In case you haven’t heard, the FMCSA’s Hours of Service rules have changed, effective today, July 1. Like a lot of guys I’ve talked to about it, I had to get myself familiar with the changes and ultimately how it would impact my business and what it would take to stay compliant.
Summary of the HOS Changes
The biggest changes I see includes a mandatory 30-minute break for every 8 hours that you are on the road and a time requirement during the 34-hour restart. Chances are some form of this 30-minute break is already happening (unless you’ve got a bladder of steel), so a few extra minutes to meet the requirement shouldn’t be too dramatic. I know waiting extra time with a tight deadline on the other end can piss you off, but it’s better than a fine.
New rules for the 34-hour restart require two periods between 1:00 a.m. and 5:00 a.m. This will ensure that you take at least 1 day off from driving–the necessary time to make sure you aren’t driving tired on the road.
Read Marc’s take on the impact after the jump >>
My Take on the Impact
As I see it, the real impact of the HOS changes really comes down to who you are and how you operate. Leased owner-operators or company line drivers on multiple shifts who are running their rig every hour of every day, this will absolutely impact the bottom line because it means less hours in the seat. One report said that the new HOS rules could decrease driver productivity by 2 – 10 percent.
On the other hand, as an independent owner-operator, I am not anticipating a direct impact largely because it won’t change a lot of how I go about my time in the seat. My personal driving habits already align closely with my internal body clock, which is set to take one day off a week. This helps me know I’m staying safe, not fatigued so I won’t cause an accident. So for the owner-operator, I’m of the opinion that the disruption will be minimal.
Again, this is my opinion – and I’m not trying to say one is better or worse than the other. But it’s inevitable that whenever there’s a change like this, certain groups tend to feel it more than others.
I worked with uShip to come up with five tips for navigating the new HOS rules. Hope you find these helpful:
1. Follow the Rules
Get familiar with the new rules, starting with this infographic. The FMCSA has made a pretty big deal about this so I’m guessing they’ll put some effort behind enforcing it.
The rules have changed so it is what it is. The way I see it, you have a couple choices: Go with it or quit. I guess the third is to cheat (and get caught) but no profit is worth putting you or others at risk because you’ve pushed yourself beyond the limit.

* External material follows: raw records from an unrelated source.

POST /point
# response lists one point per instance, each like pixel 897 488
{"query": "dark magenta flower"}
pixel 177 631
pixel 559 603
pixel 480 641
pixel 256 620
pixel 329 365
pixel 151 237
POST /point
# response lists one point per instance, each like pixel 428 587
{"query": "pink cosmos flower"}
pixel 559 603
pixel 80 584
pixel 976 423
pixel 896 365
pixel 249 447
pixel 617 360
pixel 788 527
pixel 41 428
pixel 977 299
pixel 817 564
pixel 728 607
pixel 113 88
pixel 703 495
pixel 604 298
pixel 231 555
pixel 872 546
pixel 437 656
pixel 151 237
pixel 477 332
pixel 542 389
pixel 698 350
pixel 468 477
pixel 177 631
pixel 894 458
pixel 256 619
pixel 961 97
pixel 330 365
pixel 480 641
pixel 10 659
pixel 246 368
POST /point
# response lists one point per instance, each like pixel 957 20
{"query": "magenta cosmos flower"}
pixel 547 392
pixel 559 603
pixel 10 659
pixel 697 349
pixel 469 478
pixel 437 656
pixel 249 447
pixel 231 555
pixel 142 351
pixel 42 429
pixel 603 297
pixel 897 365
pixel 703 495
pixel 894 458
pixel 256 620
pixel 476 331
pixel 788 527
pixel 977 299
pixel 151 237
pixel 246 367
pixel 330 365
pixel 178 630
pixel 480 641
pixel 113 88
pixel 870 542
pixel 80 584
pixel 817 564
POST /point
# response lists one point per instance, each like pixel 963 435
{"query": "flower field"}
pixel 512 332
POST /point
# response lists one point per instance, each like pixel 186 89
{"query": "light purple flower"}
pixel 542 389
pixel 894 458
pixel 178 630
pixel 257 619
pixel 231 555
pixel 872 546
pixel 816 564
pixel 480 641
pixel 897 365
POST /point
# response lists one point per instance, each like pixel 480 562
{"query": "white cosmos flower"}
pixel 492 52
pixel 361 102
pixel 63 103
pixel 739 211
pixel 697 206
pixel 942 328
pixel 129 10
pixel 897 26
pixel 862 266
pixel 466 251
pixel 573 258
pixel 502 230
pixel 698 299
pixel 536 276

2. Set/Maintain Your Internal Body Clock
One of the most important things about over-the-road driving is to maintain a normal internal body clock. Sleep when you’re supposed to sleep, drive when you’re supposed to be awake, and take the proper time off to maintain a regular schedule. For example, if I start on Sunday, by Friday at 5:00pm I call it quits and give myself Saturday off, then start driving again Sunday or Monday morning. My body restart already includes the necessary 1:00 a.m. to 5:00 a.m. break periods.
3. Log Hours, Analyze Habits
Keep a log book and keep it current. Stay on top of where you are spending time and for how long–it will be easier to keep track of when breaks should be taken. A proper logbook will also help optimize your schedule. Look over past weeks and months of driving, study your habits and then analyze your past hours to see if they can be tweaked in any way to maximize drive time while staying within the correct operating hours.
4. Be Prepared
The American Transportation Research Institute is predicting that as a result of the changes to the 34 hour restart, traffic congestion during daytime hours will be an ongoing problem. Be prepared to shift your schedule so that you can still complete hauls on time and maintain a proper body clock. There will be a time period of adjustment for everyone.
5. Do What It Takes
Be patient with yourself and with other drivers on the road adjusting to the new HOS regulations. It won’t help the bottom line to ignore the rules or become pissed off at other drivers that are slowing you down. We’re all in this together, so let’s learn as much as we can from each other.
If you are a relentless driver and will have a hard time scaling back your hours, do as much as you can and be satisfied. Unless you want to operate outside the law (which you shouldn’t), do all that you can do to the best of your ability–that’s all you can do.